The RK incisions, like any corneal incisions, permanently weaken the cornea and this structural weakening can cause several complications and side effects, including diurnal fluctuation, progressive hyperopic shift, and the potential for traumatic rupture of the keratotomy scars.

The AAO's position on RK was reaffirmed in the 1997 AAO Preferred Practice Pattern on Refractive Errors, which restated that RK is indicated for "[l]ow to moderate myopia".

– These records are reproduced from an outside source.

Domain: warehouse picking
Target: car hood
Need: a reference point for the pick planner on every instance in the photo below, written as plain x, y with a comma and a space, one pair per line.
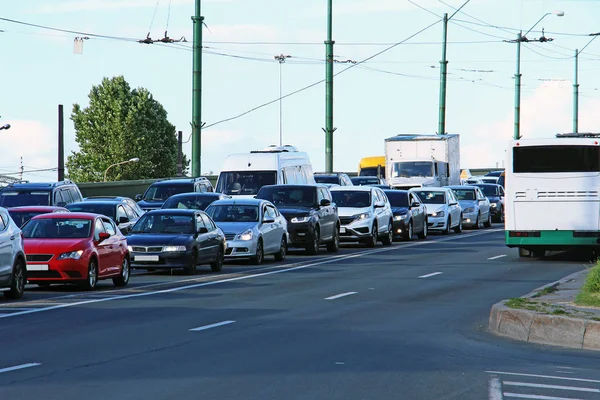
236, 227
351, 211
150, 239
53, 246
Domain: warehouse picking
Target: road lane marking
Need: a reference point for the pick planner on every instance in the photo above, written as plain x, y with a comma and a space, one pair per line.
205, 327
18, 367
557, 387
537, 396
337, 296
564, 378
495, 389
432, 274
282, 269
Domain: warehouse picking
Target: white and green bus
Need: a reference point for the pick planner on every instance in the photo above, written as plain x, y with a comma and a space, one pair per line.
552, 200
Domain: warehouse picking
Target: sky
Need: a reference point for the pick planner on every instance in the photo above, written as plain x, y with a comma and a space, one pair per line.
396, 91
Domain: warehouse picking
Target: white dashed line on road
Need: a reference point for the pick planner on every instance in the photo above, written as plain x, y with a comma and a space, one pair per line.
430, 275
205, 327
337, 296
18, 367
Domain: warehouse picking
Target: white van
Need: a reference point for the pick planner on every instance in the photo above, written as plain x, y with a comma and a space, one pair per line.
244, 174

This researcher described a new technique -- minimally invasive RK (mini-RK) -- that reduces the millimeters of cornea incised and presented preliminary laboratory and clinical results.

In a cadaver eye study, 8 short, deep incisions extending from the 3.0 mm optical zone to the 7.0 mm optical zone produced 92 % of the efficacy of full-length incisions to the 11.0 mm optical zone.

Although technically the same procedure, PTK is used for the correction of particular corneal diseases, whereas PRK involves use of the excimer laser for correction of refractive errors (e.g., myopia, hyperopia, astigmatism, and presbyopia) in persons with otherwise non-diseased corneas.

Penetrating keratoplasty is considered investigational when performed solely to correct astigmatism or other refractive errors because its effectiveness for these indications has not been established.

The AAO's position on RK was reaffirmed in the 1997 AAO Preferred Practice Pattern on Refractive Errors, which restated that RK is indicated for "[l]ow to moderate myopia".

This researcher described a new technique -- minimally invasive RK (mini-RK) -- that reduces the millimeters of cornea incised and presented preliminary laboratory and clinical results.

In a cadaver eye study, 8 short, deep incisions extending from the 3.0 mm optical zone to the 7.0 mm optical zone produced 92 % of the efficacy of full-length incisions to the 11.0 mm optical zone.

Although technically the same procedure, PTK is used for the correction of particular corneal diseases, whereas PRK involves use of the excimer laser for correction of refractive errors (e.g., myopia, hyperopia, astigmatism, and presbyopia) in persons with otherwise non-diseased corneas.

Penetrating keratoplasty is considered investigational when performed solely to correct astigmatism or other refractive errors because its effectiveness for these indications has not been established.

Deep lamellar keratoplasty for refractory corneal haze after refractive surgery was useful in this eye.